Publié le 21 juin 2023 — par Véronique Brindeau

— Théâtre Nô & Kyôgen - © Yoshihiro Maejima

Chants pour les dieux, fantômes de guerriers et farces enjouées se succèdent sur la scène fidèlement reconstituée d’un authentique théâtre nô, tandis qu’un Salon de musique honore la poésie de la cithare koto.
— Théâtre Nô: Mystère, Mythe et Mouvement

Depuis le XIVe siècle, l’art du théâtre nô perpétue la grâce épurée de ses mouvements, la splendeur de ses costumes mais aussi la puissance d’un ensemble instrumental réunissant tambours et flûte, associé au lyrisme d’un chœur à l’unisson. Placés sous de fastes auspices par un «chant pour les dieux» initial, chacun des trois programmes proposés du 22 au 26 septembre se compose d’un drame, appelé nô, et d’une farce bouffonne kyōgen parodiant gaiement la gestuelle et la diction du nô. Comédie et tragédie alternent ainsi, comme il est d’usage dans ce répertoire au Japon, telles les deux faces d’une vie. Aux héros historiques ou légendaires, venus de l’au-delà jusqu’à nous le temps d’un nô, aux personnages marqués par un destin tragique abîmés dans la douleur et le regret, s’opposent ainsi des comédies de maîtres et valets, un monde d’ici-bas aux prises avec les cocasseries de la vie ordinaire.

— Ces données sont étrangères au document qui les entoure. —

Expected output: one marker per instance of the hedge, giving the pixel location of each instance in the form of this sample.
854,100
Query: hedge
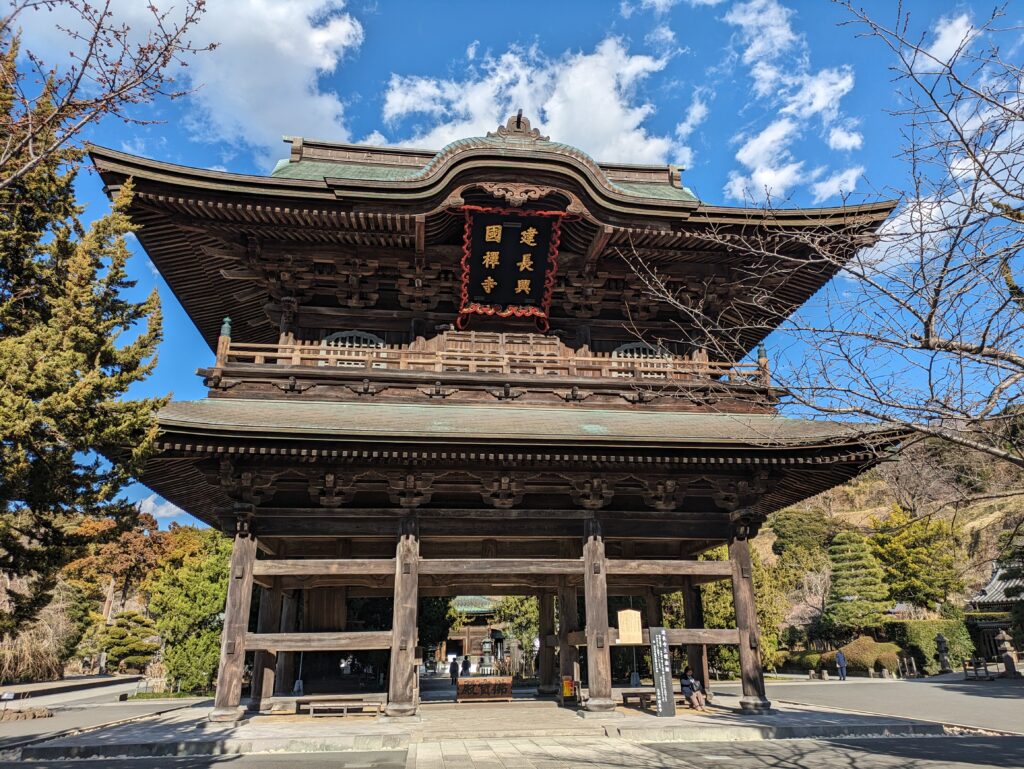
918,638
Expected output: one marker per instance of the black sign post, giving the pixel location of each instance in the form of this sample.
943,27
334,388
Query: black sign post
660,663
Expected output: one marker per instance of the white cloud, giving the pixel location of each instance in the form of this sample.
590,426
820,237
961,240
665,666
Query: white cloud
841,182
766,35
771,169
589,100
950,34
842,138
820,93
662,37
696,113
159,508
262,80
778,63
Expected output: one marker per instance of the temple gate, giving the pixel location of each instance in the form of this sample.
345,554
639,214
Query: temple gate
436,375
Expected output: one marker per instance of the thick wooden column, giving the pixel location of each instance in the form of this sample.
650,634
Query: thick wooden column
652,609
232,650
754,699
264,661
568,622
596,598
696,654
401,677
285,678
547,683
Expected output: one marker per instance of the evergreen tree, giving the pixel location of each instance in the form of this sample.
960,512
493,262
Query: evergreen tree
919,556
68,440
859,596
130,642
521,616
187,591
770,603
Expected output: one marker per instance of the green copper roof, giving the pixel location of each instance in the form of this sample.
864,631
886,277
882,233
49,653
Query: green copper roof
474,604
314,161
516,424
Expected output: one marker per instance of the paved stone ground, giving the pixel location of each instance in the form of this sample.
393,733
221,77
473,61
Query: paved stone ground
987,705
897,753
82,716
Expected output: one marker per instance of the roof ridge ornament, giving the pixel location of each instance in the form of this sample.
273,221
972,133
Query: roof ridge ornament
517,127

Le programme des 22 et 25 septembre met d’abord en scène un des personnages typiques du kyōgen: un gendre inquiet de faire bonne figure devant son beau-père. Le nô Sumidagawa qui suit relate le parcours poignant d’une mère à la recherche de son fils, dont seul le spectre lui apparaîtra sur les rives de la Sumida. Les 23 et 26 septembre, un serviteur affublé d’un masque de démon afin de soutirer du saké à son maître laisse place à la danse d’adieu de la belle Shizuka et au spectaculaire combat d’un valeureux guerrier contre un spectre surgi des flots.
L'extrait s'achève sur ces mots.